False Idols by Betty Ferm (1974): A Demon Needs a Maid

Remember that scene in 1979's Love at First Bite in which Richard Benjamin, the Van Helsing character, attempts to thwart George Hamilton's Dracula by pulling a crucifix from his pocket—but mistakenly takes out a Star of David? When I saw the movie as a kid I didn't get the joke, but it's a good one. Jewish-themed horror is, alas, the tiniest of subgenres in vintage horror fiction, and it can be done well (or, like anything else, not well), but I don't think it's been done enough. This explains why I was intrigued by this back cover copy hinting at a Jewish, rather than a typical Christian, origin for the otherworldly horrors and chilling premonitions promised here. Alas, there's not much going on, Jewish or otherwise, in False Idols (Fawcett Crest paperback, June 1975), a 1974 supernatural thriller that fails to thrill or do anything much at all. False is right.

Everything is leftover Levin and Blatty: the dash of social concern, a whiff of current mores, but nothing goes deep. Familiar elements are all-too-smoothly cobbled together from those better works, from Dark Shadows, soaps, TV movies, commercials, et al. (Similar contemporaneous novels by Ramona Stewart and Barbara Michaels are smarter and spookier too). The upper middle-class setting is bland and rote, and no ethnic flavor is to be found to give the novel its own identity. Our tale goes from bad to worse as soon as Fran, our beleaguered protag, leaves the home to return to the work she left behind once married, and it's the South American maids with their "almond eyes" and "faint musky scent" who cause all the demonic trouble. It's hard to get good help these days!

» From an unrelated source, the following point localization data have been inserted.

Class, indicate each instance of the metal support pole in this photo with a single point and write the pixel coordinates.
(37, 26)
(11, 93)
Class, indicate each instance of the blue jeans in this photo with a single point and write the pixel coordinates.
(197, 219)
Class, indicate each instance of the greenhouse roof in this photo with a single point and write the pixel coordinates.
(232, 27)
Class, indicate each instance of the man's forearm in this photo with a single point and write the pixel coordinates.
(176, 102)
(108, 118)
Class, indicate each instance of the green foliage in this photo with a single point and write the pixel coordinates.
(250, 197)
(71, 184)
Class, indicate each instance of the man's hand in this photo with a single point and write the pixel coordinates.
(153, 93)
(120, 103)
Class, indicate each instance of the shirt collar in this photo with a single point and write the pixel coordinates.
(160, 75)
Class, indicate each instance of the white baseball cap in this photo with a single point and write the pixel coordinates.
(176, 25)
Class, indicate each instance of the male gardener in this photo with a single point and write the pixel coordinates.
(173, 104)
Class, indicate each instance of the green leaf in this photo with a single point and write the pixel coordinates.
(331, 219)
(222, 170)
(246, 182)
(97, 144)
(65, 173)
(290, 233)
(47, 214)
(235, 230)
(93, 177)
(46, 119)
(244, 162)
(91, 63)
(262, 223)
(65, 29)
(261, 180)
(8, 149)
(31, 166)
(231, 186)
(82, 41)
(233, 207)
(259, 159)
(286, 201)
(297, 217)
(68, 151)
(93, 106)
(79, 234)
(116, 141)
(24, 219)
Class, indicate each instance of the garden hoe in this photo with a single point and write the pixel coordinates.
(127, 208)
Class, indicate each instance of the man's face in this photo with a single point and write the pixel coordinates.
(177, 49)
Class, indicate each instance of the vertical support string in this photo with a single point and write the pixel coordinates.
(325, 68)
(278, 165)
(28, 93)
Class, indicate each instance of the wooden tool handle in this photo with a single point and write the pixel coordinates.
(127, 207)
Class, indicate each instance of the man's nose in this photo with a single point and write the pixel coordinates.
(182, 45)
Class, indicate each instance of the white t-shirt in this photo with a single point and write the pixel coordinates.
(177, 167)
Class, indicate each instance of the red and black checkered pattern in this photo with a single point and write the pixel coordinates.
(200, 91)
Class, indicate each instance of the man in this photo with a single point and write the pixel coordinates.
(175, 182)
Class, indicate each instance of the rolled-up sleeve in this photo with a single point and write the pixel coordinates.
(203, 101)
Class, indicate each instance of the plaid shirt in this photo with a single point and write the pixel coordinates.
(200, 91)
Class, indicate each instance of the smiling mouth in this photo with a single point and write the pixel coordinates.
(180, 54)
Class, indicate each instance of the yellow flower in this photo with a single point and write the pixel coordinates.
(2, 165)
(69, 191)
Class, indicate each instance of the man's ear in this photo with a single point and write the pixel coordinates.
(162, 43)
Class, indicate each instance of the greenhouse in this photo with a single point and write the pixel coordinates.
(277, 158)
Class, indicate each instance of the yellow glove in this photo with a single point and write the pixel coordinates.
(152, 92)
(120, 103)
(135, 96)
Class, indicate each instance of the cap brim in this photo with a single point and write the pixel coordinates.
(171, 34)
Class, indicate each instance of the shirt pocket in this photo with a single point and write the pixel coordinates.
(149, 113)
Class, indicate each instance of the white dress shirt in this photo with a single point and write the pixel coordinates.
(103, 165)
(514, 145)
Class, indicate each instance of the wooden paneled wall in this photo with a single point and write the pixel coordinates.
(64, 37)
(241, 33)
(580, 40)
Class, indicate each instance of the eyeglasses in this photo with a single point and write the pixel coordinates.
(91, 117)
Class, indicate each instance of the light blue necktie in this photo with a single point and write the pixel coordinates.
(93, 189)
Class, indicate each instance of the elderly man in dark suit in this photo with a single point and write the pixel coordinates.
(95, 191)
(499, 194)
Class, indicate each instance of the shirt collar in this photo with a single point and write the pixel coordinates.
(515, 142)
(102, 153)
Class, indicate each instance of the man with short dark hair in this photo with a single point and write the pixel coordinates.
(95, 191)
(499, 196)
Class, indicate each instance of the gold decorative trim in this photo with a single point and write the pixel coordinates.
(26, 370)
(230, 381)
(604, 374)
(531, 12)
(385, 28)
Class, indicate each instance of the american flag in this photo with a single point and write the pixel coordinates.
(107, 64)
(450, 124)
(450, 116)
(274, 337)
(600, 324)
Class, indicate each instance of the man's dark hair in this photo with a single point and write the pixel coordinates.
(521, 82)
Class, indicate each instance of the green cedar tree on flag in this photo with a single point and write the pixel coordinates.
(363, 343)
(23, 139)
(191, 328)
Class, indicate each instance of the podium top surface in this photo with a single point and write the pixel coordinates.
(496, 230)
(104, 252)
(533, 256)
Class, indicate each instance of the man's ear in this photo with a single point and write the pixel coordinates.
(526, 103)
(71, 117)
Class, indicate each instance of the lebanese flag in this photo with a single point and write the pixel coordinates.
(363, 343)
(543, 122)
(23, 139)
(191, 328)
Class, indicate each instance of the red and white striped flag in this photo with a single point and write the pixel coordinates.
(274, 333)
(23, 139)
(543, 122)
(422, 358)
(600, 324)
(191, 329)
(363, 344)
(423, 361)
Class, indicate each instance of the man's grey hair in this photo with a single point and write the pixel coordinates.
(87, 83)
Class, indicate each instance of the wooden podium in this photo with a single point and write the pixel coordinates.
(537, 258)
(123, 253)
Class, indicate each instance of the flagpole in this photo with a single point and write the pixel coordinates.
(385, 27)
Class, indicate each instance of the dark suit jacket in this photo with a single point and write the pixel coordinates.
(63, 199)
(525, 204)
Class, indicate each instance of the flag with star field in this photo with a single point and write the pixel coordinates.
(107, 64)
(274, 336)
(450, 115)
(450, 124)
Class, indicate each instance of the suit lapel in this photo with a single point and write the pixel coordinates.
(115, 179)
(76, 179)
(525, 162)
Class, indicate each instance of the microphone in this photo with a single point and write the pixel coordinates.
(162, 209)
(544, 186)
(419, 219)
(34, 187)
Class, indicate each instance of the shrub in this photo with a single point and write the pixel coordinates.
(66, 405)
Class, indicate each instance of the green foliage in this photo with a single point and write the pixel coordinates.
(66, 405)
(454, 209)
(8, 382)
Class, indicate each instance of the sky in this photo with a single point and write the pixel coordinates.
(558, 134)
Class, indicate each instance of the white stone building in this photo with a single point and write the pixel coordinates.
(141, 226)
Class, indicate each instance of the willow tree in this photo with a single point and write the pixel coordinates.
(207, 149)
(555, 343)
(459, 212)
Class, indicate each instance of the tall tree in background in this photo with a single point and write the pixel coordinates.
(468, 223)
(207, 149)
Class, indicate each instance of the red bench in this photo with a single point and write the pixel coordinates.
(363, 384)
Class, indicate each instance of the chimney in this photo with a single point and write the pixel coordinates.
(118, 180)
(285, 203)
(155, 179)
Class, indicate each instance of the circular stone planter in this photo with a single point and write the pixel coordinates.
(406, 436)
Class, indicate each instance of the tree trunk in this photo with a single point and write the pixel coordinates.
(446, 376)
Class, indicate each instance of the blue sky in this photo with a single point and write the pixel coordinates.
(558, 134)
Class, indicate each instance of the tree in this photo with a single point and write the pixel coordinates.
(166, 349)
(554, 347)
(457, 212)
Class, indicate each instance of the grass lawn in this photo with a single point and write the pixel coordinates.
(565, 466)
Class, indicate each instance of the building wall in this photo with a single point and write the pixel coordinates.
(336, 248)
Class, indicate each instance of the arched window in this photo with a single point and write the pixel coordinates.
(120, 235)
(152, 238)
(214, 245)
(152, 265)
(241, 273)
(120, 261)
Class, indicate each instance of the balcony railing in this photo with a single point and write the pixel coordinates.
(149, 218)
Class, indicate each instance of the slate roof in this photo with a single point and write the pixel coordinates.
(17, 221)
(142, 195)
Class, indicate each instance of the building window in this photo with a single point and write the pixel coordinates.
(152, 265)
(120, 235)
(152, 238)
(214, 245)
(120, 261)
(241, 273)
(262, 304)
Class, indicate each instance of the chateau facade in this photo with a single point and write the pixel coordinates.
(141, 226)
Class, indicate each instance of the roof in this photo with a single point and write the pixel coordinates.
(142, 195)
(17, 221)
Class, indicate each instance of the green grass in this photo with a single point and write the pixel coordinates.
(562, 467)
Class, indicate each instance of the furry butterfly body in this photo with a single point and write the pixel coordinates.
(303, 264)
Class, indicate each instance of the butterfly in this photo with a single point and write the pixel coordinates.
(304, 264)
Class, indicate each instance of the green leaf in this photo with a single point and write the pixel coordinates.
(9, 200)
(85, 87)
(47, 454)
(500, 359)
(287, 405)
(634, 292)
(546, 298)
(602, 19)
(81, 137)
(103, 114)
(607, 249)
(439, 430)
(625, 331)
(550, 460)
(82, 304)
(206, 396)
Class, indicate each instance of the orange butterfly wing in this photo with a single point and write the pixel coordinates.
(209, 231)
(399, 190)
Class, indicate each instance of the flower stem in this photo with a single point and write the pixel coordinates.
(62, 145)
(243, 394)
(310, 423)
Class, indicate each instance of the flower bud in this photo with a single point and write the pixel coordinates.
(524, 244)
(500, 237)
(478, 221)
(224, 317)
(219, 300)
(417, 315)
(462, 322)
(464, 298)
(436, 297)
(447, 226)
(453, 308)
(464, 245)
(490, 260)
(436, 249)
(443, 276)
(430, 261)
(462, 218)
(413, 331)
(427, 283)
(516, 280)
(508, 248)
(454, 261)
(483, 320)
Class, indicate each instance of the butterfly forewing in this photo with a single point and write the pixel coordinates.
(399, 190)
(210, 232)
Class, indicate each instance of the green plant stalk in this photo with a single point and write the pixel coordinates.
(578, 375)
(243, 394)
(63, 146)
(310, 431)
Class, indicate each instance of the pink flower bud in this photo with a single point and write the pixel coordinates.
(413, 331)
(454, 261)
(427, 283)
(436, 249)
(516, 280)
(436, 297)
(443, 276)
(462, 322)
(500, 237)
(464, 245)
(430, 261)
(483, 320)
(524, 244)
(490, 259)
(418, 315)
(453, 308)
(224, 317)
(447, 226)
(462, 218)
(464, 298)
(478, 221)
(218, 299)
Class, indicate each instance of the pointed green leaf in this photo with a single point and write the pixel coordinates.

Mezuzahs replace crosses and the terrified old mother-in-laws shrieks about the Dybbuk, some Jewish grieving practices are only slotted in, that's all, surface details only. The possessive demon hails from Mesoamerican Incan mythology: Taguapica by name, and boy does he have it in for the Old Testament God: "Look around you, Yahweh. Your world is dead as you are dead to the world. It is Taguapica who will reign now" he bellows in the overheated climax. It's the kind of comparative religions scenario Graham Masterton would crank up to 11 in just a few short years. Maybe the novel had some effect for readers in its era as a decent enough time-waster, but nearly half a century later False Idols is simply a dull, unremarkable artifact from a bygone age.
Putnam hardcover, 1974

Psychiatrist Livvy Webber—the kind of smart, helpful, good-hearted character you just know is toast sooner or later—actually says at one point early in the novel that "Each time a Rosemary's Baby or an Exorcist hits the market I can be guaranteed a number of new patients who lay claim to related phenomena as the cause for the fouled-up lives." More of this contemporary self-awareness would have given a fresh coat of paint to our tired tale, which lasts a scant 174 pages. The ending is not an ending, it's all still going on, you know how it goes.

Speaking of coats of paint, at least the paperback offers up eerie cover art thanks to the masterful George Ziel, although the lusty, brazen, confident lady in red never—sadly—makes an appearance.
Author Betty Ferm (1926-2019) wrote nearly a dozen novels in various popular genres (see some below) and taught college courses in writing suspense novels.